Start to the Week

Start to the Week

Mon 13 Nov 2017

Discussion and Analysis by Charles Porter:


The Pound Sterling dominates the story in foreign exchange markets following the weekend. The potential to induce vote of no confidence in May’s leadership was claimed to be in excess of 80%, with 40, out of a necessary 48, MPs said to have signed their name in support of a vote. Following the news, published in the Sunday Times, the Pound Sterling trades approximately 1% weaker than Friday’s market close. Moreover, following an apparently stagnant 6th round of Brexit negotiations last week, the Pound faces pressure. Elsewhere, entering into a data-heavy week, major currencies are relatively unmoved.




Sterling Briefing: No Confidence


As the confidence of Conservative party members in their party leader and Prime Minister, Theresa May, falls, so too does investors’ confidence in the Pound Sterling. The Pound has opened weaker by around 1% against the US Dollar and, moderated by a mildly weaker Euro, by approximately 0.6% against the single currency.


The potential for a vote of no confidence and change of leadership was published in yesterday’s Sunday Times. Whilst the extent of the challenge remains obscure, and the complexion of rebelling MPs remains unclear, the threat does follow a tumultuous time within the UK cabinet, and stumbling Brexit negotiations. After the Pound and the Prime Minister received a boost from the European reaction to the Florence speech, any further political risk within the United Kingdom will be severely negative for the Pound. Hard economic data, including the rate of inflation and unemployment statistics, are due to be published this week. However, these could prove to have a weaker effect upon the value of Sterling than domestic politics this week.

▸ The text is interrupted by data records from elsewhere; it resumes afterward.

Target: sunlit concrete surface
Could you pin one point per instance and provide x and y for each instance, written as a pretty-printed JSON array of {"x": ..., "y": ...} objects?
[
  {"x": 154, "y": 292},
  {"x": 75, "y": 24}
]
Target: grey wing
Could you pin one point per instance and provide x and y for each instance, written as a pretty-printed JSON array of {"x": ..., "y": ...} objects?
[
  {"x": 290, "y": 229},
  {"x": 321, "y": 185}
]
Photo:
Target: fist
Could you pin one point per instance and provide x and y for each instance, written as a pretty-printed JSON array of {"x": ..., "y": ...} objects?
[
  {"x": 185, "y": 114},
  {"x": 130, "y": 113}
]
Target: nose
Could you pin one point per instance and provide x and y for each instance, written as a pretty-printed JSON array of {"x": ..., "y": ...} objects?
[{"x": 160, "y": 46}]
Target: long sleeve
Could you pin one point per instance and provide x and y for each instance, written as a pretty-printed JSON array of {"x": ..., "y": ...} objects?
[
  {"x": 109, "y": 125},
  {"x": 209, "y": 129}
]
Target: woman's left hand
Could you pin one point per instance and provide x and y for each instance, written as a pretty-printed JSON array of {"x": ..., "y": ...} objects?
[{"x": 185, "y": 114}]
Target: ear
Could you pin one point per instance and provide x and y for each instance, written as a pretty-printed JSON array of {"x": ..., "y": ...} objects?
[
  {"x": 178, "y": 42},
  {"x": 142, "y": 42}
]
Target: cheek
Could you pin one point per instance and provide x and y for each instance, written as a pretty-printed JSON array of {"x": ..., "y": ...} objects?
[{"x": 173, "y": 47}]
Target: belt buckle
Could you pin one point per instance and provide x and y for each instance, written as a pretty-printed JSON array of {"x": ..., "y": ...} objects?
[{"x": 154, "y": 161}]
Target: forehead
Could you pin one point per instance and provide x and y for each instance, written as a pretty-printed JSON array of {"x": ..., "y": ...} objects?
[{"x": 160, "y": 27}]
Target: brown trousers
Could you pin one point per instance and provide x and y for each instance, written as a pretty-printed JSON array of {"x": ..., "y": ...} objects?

The weakness of the Pound this morning, shown against the Euro and Dollar below, reflects the pricing-in of instability within the UK polity.






Euro Briefing: The Battle Continues


The most notable recent event that has determined the value of the Euro caused a shock devaluation on the 26th October. The devaluation of the single currency was caused by a ’dovish’ tapering of Eurozone quantitative easing, sending the Euro down by more than 1.5%.


Following the monetary policy decision that sent the Euro into new ground, it has been battling with the US Dollar to correct back to pre-decision levels. Whilst the Pound Sterling has been embroiled with Brexit negotiations and the UK’s domestic politics, the Euro-Dollar currency cross proves interesting. Any consolidation within the Euro following the devaluation has been weak, with the Euro presently trading just shy of 1.5% weaker against its pre-decision value. Following the weekend, the Euro has opened weaker as we wait to see whether the Euro’s fight-back has run out of steam.




Dollar Briefing: Trump’s Tour Concludes


Currency markets have come to understand and expect the volatility of a Trump presidency. Therefore, following a potential increase in global political risk whilst the leaders of the United States and North Korea exchanged insults over Twitter, the Dollar remained relatively stable.


As Trump’s tour draws to a close, any news of positive and above-expectation trade deals will be positive for associated equities and the US Dollar. Should political relationships have been fostered that might facilitate a peaceful resolution to the threats centered around the Korean Peninsula, the Dollar would also receive a boost.